His defeat, though, poses certain questions. The first is whether a Mormon can win the presidency, even in a country where there is strict constitutional separation of Church and State. Could it be that race is less of an issue in the US today than religion, or at least some religions? The second is whether, against the background of the financial crisis and the continuing economic gloom, vast personal wealth, especially wealth earned in the financial sector, will be an electoral disadvantage, at least this year.

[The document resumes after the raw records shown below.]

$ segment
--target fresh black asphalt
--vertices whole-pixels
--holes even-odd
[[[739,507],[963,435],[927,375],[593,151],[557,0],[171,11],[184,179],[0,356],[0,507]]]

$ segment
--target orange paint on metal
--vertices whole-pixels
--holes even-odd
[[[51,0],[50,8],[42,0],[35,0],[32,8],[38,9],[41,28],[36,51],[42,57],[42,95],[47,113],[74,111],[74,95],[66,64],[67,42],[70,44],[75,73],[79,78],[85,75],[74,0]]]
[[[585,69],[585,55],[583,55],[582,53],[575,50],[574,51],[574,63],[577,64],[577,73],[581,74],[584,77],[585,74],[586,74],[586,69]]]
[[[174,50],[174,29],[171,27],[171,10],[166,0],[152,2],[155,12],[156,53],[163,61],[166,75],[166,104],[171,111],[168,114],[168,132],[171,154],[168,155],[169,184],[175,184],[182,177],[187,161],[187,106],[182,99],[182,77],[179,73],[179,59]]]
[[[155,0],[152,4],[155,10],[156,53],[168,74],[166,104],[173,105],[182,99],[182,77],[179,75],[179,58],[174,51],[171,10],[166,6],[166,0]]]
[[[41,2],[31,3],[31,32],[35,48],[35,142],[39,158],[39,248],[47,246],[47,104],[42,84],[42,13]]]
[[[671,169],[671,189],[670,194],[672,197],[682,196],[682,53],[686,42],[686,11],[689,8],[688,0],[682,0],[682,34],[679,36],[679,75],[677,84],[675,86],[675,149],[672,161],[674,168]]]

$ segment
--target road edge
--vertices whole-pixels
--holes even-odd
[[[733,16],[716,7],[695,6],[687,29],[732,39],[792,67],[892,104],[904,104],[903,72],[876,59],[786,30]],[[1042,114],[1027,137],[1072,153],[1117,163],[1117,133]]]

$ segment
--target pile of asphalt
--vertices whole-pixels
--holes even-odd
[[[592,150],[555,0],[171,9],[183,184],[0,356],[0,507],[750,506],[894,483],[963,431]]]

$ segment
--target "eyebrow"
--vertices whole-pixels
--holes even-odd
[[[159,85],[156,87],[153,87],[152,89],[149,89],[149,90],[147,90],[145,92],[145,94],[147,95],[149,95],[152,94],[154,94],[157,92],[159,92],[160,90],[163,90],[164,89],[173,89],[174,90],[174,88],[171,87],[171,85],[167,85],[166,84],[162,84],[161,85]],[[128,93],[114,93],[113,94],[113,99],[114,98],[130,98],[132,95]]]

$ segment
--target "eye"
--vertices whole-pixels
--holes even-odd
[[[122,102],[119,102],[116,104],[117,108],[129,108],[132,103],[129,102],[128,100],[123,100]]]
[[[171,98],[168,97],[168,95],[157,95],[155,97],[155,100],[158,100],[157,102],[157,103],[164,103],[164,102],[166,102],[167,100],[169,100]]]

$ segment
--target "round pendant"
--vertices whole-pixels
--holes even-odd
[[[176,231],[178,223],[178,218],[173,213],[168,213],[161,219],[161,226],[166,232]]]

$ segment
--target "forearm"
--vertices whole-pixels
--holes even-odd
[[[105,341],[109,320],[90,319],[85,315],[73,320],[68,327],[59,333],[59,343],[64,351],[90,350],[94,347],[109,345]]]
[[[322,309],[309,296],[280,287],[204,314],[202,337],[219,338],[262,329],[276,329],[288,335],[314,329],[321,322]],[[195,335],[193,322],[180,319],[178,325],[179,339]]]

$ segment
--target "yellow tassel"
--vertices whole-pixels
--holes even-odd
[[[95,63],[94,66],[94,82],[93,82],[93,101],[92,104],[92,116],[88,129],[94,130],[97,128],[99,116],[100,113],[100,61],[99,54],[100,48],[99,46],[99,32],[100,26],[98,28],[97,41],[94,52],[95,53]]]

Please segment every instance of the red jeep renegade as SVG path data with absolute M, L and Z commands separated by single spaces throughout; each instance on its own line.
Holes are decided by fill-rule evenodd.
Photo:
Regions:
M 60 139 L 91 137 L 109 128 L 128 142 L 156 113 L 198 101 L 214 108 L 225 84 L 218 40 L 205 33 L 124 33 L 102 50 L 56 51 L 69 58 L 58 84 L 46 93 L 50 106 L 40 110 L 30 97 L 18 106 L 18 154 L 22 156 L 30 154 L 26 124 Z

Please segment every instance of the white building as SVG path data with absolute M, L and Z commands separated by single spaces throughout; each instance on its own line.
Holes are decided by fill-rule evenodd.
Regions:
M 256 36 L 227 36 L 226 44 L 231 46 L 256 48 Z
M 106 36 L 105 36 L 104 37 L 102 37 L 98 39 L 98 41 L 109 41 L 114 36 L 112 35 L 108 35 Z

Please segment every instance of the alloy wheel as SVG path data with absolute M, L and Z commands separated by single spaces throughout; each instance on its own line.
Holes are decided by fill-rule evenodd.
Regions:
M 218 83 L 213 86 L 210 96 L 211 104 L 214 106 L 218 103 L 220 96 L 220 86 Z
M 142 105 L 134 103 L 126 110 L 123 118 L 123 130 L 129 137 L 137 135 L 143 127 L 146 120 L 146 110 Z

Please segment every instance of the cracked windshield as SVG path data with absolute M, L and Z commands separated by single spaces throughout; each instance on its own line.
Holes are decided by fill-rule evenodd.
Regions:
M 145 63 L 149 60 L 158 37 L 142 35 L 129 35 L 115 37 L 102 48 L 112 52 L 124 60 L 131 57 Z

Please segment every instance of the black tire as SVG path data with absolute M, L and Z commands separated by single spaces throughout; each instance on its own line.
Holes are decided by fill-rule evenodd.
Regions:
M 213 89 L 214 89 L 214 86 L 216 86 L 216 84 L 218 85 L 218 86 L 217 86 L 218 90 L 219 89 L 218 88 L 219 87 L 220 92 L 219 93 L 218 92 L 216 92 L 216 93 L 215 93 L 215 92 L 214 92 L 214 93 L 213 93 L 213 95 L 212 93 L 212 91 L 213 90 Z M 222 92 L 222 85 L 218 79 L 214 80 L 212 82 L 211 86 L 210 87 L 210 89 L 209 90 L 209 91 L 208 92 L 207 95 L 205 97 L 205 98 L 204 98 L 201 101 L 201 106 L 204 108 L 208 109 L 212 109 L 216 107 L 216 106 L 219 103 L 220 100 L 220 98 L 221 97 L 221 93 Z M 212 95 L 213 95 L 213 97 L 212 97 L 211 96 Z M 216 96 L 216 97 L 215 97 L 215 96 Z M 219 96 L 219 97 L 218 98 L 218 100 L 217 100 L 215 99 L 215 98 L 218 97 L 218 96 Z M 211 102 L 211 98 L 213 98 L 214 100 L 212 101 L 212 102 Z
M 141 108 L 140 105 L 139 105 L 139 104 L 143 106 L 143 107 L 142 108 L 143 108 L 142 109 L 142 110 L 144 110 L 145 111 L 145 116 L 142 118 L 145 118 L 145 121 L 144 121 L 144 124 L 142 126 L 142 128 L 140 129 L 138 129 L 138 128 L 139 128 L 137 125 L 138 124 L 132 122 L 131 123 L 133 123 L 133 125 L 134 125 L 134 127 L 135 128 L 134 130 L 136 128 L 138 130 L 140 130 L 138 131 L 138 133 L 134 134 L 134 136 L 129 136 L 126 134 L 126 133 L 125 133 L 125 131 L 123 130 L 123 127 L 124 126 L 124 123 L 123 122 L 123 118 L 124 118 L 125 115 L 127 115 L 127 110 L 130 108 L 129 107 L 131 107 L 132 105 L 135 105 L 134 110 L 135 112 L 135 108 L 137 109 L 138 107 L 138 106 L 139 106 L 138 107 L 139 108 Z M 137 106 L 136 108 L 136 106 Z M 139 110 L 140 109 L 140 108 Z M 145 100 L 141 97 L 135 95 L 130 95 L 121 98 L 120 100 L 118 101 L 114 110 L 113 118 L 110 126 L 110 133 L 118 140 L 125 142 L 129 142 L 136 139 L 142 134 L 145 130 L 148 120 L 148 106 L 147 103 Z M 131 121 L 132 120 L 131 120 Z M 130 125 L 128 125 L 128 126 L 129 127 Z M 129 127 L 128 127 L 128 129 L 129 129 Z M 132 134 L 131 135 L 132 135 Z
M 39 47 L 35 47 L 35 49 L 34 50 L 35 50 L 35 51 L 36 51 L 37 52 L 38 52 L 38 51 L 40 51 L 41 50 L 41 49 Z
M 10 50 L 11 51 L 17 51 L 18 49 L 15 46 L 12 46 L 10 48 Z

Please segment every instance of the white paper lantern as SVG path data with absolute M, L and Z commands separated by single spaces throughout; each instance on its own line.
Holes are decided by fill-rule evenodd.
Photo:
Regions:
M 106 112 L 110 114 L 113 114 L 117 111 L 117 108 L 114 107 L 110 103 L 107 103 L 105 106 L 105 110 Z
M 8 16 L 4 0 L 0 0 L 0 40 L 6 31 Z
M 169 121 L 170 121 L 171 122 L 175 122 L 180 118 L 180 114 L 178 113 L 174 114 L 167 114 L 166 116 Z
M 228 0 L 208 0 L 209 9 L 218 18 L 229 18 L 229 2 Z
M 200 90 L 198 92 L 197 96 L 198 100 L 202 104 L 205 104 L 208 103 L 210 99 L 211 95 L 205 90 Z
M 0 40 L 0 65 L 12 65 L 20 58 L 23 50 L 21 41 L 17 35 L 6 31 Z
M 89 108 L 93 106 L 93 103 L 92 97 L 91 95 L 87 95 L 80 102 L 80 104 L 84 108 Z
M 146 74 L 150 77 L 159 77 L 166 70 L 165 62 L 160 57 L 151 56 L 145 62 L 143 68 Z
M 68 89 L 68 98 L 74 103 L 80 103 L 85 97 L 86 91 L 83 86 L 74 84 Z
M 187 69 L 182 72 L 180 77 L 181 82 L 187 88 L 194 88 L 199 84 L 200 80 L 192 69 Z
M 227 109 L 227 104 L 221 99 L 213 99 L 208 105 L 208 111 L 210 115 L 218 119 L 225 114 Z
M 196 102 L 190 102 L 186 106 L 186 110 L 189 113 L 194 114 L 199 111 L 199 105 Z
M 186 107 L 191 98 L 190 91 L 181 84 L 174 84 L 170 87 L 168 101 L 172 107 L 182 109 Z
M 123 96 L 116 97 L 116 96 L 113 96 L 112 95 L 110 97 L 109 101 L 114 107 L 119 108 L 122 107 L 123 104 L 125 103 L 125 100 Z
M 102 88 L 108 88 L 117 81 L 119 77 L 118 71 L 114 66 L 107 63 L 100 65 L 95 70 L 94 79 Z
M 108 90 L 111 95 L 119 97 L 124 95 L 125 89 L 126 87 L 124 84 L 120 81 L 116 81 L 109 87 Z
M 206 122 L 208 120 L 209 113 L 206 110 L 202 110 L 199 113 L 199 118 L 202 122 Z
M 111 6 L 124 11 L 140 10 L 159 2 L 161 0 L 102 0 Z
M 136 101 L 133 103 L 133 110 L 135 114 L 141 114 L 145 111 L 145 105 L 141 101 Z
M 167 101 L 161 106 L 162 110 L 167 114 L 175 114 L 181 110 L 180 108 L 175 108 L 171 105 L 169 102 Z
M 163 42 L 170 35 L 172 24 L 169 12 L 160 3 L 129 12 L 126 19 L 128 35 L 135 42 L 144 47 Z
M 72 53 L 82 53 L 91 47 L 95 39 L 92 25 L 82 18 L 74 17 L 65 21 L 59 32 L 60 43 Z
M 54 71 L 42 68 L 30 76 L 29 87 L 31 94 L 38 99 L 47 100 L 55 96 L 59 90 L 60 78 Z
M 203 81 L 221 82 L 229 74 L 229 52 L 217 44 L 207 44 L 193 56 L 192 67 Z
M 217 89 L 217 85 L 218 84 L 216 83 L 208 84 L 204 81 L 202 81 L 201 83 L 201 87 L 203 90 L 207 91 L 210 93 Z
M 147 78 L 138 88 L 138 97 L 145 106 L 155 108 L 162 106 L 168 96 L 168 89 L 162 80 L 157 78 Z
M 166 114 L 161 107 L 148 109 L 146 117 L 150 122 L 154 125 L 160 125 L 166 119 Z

It is not just the dynamic of the Republican primary that has been changed by South Carolina, however, but potentially that of the presidential contest itself. Assuming that no new candidate unexpectedly enters the race, the eventual nominee will be battle-hardened in a way that could make him a stronger opponent for Barack Obama. If it is Mr Gingrich, the time he has spent in the public eye and his popular touch could be assets against the President's more cerebral style.
This means that Mr Obama cannot be content just to watch and hope that the Republican Party tears itself apart between now and its convention in August. He has to mount a defence that is more confident and more coherent than anything he has so far essayed. He will have to be prepared to face down charges from the right about socialised medicine and the supposed perils of a bigger state, and present his case with the same conviction as he did as the challenger four years ago. The message from South Carolina is that by next autumn he could have a real fight on his hands, and he has to begin girding himself now.